With just one tablespoon (15 mL), you can fulfill your entire vitamin B12 intake, as it provides 2.4 mcg of this essential nutrient.
Available in powder form resembling yellow flakes, it serves as a healthy alternative to achieving “cheesy” flavors in plant-based diets. Its distinctive nutty taste adds a unique touch to your dishes.
Sprinkle nutritional yeast on pasta, popcorn, salads, or other vegan foods for a flavorful boost. Get creative and whip up vegan cheese sauces or dips using this versatile ingredient.
Fortified breakfast cereals are an excellent source of various vitamins and minerals, including vitamin B12. If you enjoy cold cereal for breakfast, this can be a perfect way to boost your daily intake of vitamin B12.
When shopping for cereals, check the nutrition label to see if they contain vitamin B12. For instance, Kellogg’s All-Bran Original breakfast cereal is a fortified option that can fit well into a plant-based diet. With just one serving (⅔ cup), you can get 20% of your daily vitamin B12 requirement.
Fortified non-dairy milk is a vitamin B12-rich option on its own. For instance, just 1 cup of fortified unsweetened soy milk contains 1 mcg, providing 42% of your daily vitamin B12 needs.
Choosing fortified plant milks ensures you get this essential nutrient. Incorporate them into your daily routine, whether as a standalone drink or as a nutritious addition to your favorite recipes.
Fortified vegan meats offer an excellent way to boost your vitamin B12 intake on a plant-based diet. Plant-based chicken, pork, veggie burgers, and more are rich sources of vitamin B12.
For instance, the popular Beyond Meat burger, widely available in grocery stores and restaurants, provides a substantial 3.15 mcg, covering 131% of your daily vitamin B12 needs.
To meet your vitamin B12 needs, consider taking a daily vitamin B12 supplement of at least 25 mcg or a supplement of 1000 mcg twice a week. Whether in spray or pill form, choose what suits you best.
Setting a reminder on your phone or calendar can help you remember to take it regularly. Supplements are a safer option than relying solely on food sources to maintain B12 levels, preventing the risk of deficiency.
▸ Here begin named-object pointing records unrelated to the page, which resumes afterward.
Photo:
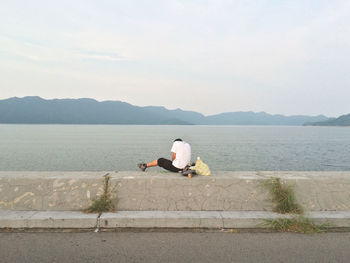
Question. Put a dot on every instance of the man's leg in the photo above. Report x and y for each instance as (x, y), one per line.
(144, 166)
(153, 163)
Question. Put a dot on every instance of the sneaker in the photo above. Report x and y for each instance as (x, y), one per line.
(142, 166)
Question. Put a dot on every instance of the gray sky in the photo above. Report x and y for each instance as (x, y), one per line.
(288, 57)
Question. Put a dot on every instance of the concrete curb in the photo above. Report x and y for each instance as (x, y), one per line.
(157, 219)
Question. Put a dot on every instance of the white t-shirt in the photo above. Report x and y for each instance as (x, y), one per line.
(183, 154)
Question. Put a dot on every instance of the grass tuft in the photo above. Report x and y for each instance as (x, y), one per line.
(283, 197)
(103, 203)
(296, 224)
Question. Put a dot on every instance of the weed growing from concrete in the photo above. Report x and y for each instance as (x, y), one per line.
(297, 224)
(283, 197)
(103, 203)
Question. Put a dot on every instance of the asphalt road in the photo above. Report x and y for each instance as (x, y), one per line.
(174, 247)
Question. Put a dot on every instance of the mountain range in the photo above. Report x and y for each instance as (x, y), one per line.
(343, 120)
(36, 110)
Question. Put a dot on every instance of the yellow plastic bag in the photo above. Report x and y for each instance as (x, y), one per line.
(201, 168)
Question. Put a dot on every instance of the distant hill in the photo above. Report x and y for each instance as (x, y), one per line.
(343, 120)
(89, 111)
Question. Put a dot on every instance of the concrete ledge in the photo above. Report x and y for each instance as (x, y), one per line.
(49, 191)
(147, 191)
(157, 219)
(47, 219)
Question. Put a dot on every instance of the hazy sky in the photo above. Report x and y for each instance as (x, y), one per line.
(288, 57)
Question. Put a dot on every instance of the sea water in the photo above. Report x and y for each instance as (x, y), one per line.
(121, 147)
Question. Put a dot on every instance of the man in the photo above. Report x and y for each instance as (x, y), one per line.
(181, 156)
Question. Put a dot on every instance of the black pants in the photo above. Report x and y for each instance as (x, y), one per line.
(168, 165)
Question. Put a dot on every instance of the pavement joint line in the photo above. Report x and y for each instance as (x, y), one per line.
(156, 219)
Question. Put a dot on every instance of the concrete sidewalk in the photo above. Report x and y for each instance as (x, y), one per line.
(157, 219)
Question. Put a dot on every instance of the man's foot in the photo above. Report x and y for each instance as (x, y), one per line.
(142, 166)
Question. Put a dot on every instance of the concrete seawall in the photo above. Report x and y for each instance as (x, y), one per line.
(138, 191)
(165, 200)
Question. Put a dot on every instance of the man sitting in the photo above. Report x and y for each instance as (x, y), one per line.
(181, 156)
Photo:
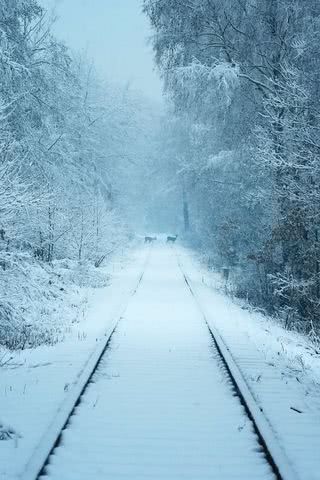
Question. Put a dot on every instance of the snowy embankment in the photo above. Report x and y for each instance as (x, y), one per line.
(35, 382)
(282, 368)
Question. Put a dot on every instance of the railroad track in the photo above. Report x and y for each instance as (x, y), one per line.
(267, 445)
(274, 453)
(52, 437)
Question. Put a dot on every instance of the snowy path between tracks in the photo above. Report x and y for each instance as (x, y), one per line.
(282, 368)
(35, 383)
(160, 405)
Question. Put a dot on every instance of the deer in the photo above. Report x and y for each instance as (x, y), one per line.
(171, 239)
(149, 239)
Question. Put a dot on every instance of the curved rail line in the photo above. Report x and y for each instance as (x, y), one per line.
(52, 437)
(274, 453)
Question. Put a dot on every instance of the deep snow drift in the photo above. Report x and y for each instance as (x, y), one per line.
(160, 389)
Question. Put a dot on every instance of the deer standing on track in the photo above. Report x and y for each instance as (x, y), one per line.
(171, 239)
(149, 239)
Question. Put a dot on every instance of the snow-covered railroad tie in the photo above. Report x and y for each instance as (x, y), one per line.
(165, 401)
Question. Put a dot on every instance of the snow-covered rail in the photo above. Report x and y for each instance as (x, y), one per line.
(274, 453)
(163, 401)
(52, 436)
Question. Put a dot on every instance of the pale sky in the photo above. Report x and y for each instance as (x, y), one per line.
(114, 33)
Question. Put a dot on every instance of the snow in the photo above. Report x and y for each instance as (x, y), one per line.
(36, 383)
(281, 368)
(160, 406)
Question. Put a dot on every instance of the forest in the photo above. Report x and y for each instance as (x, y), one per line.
(159, 239)
(242, 79)
(231, 162)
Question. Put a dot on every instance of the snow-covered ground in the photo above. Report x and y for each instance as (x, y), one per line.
(282, 368)
(160, 398)
(160, 406)
(35, 383)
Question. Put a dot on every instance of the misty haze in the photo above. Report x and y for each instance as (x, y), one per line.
(159, 239)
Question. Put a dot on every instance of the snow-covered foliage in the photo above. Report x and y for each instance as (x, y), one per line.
(67, 141)
(247, 71)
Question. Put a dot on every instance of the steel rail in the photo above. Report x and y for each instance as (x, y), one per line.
(51, 438)
(274, 453)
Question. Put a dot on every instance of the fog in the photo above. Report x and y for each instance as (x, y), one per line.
(115, 34)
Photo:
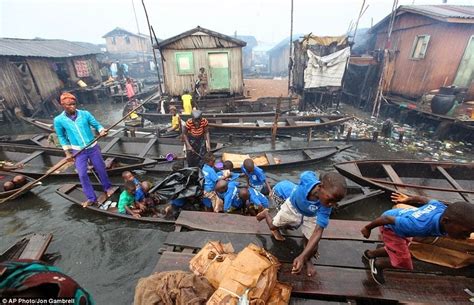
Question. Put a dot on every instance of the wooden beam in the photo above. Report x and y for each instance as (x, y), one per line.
(453, 183)
(31, 156)
(392, 174)
(109, 145)
(147, 147)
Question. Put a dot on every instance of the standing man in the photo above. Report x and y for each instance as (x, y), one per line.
(73, 128)
(197, 139)
(202, 81)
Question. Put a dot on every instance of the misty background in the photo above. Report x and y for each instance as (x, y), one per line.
(267, 20)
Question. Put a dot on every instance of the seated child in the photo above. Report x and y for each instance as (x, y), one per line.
(127, 200)
(227, 171)
(211, 201)
(282, 191)
(397, 226)
(233, 198)
(255, 177)
(311, 199)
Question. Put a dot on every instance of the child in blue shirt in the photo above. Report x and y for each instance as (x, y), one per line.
(255, 177)
(234, 198)
(397, 226)
(308, 206)
(211, 201)
(282, 191)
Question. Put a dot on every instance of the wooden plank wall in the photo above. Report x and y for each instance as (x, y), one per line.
(11, 85)
(439, 67)
(46, 79)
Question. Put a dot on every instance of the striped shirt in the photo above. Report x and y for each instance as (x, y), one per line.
(196, 132)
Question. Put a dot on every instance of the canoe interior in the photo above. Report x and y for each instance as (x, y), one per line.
(424, 174)
(38, 160)
(74, 194)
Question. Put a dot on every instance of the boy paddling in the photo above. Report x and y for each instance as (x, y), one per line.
(309, 206)
(397, 226)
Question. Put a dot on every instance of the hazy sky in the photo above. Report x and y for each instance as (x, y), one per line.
(267, 20)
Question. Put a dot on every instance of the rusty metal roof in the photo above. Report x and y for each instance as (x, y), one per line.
(441, 11)
(45, 48)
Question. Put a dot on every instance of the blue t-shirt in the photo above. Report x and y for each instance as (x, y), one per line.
(231, 197)
(284, 189)
(256, 178)
(417, 222)
(210, 177)
(299, 199)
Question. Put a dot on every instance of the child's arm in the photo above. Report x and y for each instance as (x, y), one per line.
(402, 198)
(381, 221)
(310, 249)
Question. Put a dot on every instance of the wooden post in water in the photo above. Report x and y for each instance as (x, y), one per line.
(275, 123)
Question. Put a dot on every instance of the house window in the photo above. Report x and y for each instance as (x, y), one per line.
(184, 63)
(420, 46)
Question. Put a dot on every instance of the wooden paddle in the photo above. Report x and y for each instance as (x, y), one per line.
(65, 160)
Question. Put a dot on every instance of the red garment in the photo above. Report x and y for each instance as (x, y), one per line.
(397, 249)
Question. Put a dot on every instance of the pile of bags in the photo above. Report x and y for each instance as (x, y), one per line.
(249, 277)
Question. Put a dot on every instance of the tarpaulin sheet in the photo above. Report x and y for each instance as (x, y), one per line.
(324, 40)
(326, 70)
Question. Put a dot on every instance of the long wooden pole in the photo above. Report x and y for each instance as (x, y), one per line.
(422, 187)
(65, 160)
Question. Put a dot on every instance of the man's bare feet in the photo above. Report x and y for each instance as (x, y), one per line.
(277, 235)
(310, 268)
(110, 192)
(262, 215)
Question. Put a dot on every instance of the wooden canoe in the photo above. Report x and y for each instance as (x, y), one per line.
(30, 247)
(285, 124)
(74, 194)
(38, 160)
(47, 126)
(443, 181)
(166, 118)
(152, 148)
(8, 176)
(271, 159)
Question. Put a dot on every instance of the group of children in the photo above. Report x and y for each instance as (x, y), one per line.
(309, 203)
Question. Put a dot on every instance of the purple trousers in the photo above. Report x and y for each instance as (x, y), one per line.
(93, 154)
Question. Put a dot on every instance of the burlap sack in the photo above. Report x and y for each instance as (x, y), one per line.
(253, 271)
(173, 288)
(213, 261)
(280, 294)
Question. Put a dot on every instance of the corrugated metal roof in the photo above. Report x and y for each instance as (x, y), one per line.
(164, 43)
(45, 48)
(442, 11)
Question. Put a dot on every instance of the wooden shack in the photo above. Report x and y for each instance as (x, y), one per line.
(430, 46)
(34, 70)
(220, 55)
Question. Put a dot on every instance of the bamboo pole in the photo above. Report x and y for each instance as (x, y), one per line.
(62, 162)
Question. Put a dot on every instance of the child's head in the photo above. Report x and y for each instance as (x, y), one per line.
(130, 187)
(228, 165)
(458, 220)
(249, 165)
(127, 176)
(146, 186)
(221, 186)
(209, 158)
(330, 191)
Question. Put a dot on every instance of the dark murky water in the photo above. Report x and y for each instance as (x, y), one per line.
(107, 256)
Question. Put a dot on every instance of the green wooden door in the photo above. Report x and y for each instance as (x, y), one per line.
(465, 73)
(219, 76)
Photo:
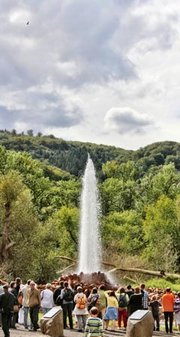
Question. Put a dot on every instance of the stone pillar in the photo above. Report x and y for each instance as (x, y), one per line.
(140, 324)
(52, 322)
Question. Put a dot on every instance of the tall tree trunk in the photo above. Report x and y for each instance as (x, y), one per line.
(6, 243)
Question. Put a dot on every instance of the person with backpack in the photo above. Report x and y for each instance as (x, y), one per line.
(57, 294)
(111, 313)
(94, 324)
(80, 309)
(93, 298)
(67, 295)
(123, 301)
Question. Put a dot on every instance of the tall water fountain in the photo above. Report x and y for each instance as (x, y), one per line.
(89, 242)
(89, 261)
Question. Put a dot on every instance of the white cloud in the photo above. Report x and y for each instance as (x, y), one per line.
(125, 119)
(77, 59)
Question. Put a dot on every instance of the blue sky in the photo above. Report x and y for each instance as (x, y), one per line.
(102, 71)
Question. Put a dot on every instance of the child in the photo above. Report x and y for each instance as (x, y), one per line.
(94, 325)
(154, 304)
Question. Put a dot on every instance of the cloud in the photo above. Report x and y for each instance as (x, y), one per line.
(124, 120)
(78, 58)
(39, 111)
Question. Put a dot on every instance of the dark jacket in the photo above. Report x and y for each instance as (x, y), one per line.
(7, 301)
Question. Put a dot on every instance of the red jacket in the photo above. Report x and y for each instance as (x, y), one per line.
(168, 302)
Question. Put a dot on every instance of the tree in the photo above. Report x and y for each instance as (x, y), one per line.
(18, 223)
(161, 232)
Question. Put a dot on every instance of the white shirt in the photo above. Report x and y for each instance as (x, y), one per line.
(47, 299)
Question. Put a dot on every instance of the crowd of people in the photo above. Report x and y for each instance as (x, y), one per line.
(90, 310)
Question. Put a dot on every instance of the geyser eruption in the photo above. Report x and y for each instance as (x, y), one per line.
(89, 243)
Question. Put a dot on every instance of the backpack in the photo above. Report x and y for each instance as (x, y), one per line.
(123, 302)
(93, 301)
(59, 300)
(68, 295)
(81, 302)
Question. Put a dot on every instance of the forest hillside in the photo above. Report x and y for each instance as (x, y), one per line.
(40, 186)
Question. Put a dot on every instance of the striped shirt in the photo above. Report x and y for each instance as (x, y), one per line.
(94, 327)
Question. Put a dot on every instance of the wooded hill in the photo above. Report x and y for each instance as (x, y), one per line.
(40, 186)
(71, 156)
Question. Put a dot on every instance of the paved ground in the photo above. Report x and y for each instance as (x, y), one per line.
(21, 332)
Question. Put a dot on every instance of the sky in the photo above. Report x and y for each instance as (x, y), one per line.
(100, 71)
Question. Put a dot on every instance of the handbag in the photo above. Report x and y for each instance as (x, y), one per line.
(15, 308)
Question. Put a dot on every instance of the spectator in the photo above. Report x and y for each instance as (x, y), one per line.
(67, 296)
(34, 305)
(7, 301)
(57, 294)
(135, 301)
(111, 313)
(25, 302)
(145, 298)
(177, 310)
(154, 304)
(122, 309)
(94, 325)
(47, 301)
(80, 309)
(168, 308)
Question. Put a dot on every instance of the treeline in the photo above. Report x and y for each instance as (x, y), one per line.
(39, 205)
(71, 156)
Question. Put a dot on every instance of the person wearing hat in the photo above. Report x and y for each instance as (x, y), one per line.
(34, 305)
(47, 301)
(7, 301)
(168, 309)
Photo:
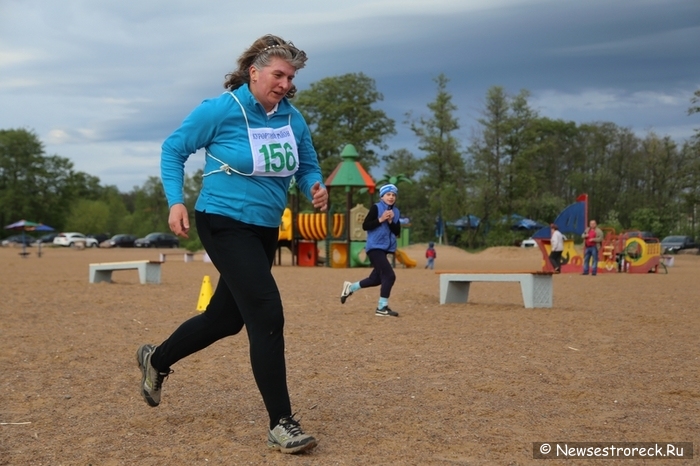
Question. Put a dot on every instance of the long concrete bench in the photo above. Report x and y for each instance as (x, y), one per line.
(149, 271)
(536, 286)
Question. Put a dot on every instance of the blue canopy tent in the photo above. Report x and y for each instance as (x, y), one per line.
(518, 222)
(571, 220)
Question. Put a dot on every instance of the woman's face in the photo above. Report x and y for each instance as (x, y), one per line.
(389, 198)
(270, 84)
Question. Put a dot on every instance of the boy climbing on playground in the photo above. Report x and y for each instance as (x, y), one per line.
(430, 254)
(382, 227)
Consistency is key, so a supplement ensures you consistently get enough vitamin B12, even if your diet varies.
Rest assured, consuming vitamin B12 fortified foods alongside your supplement won’t lead to an overdose.
Vitamin B12 is a water-soluble vitamin, meaning any excess beyond daily needs will be naturally excreted through urine. No need to worry about consuming too much B12.
Acquiring Sufficient Vitamin B12 from Diet: Final Thoughts
For vegans, obtaining adequate vitamin B12 is essential for optimal health. Since reliable sources of B12 are limited in plant-based foods, it’s crucial to incorporate fortified foods or supplements into your diet.
Consult a vegan registered dietitian to ensure you’re meeting your B12 needs and avoid potential deficiencies. Remember, B12 is water-soluble, so any excess will be naturally excreted, making overdosing unlikely.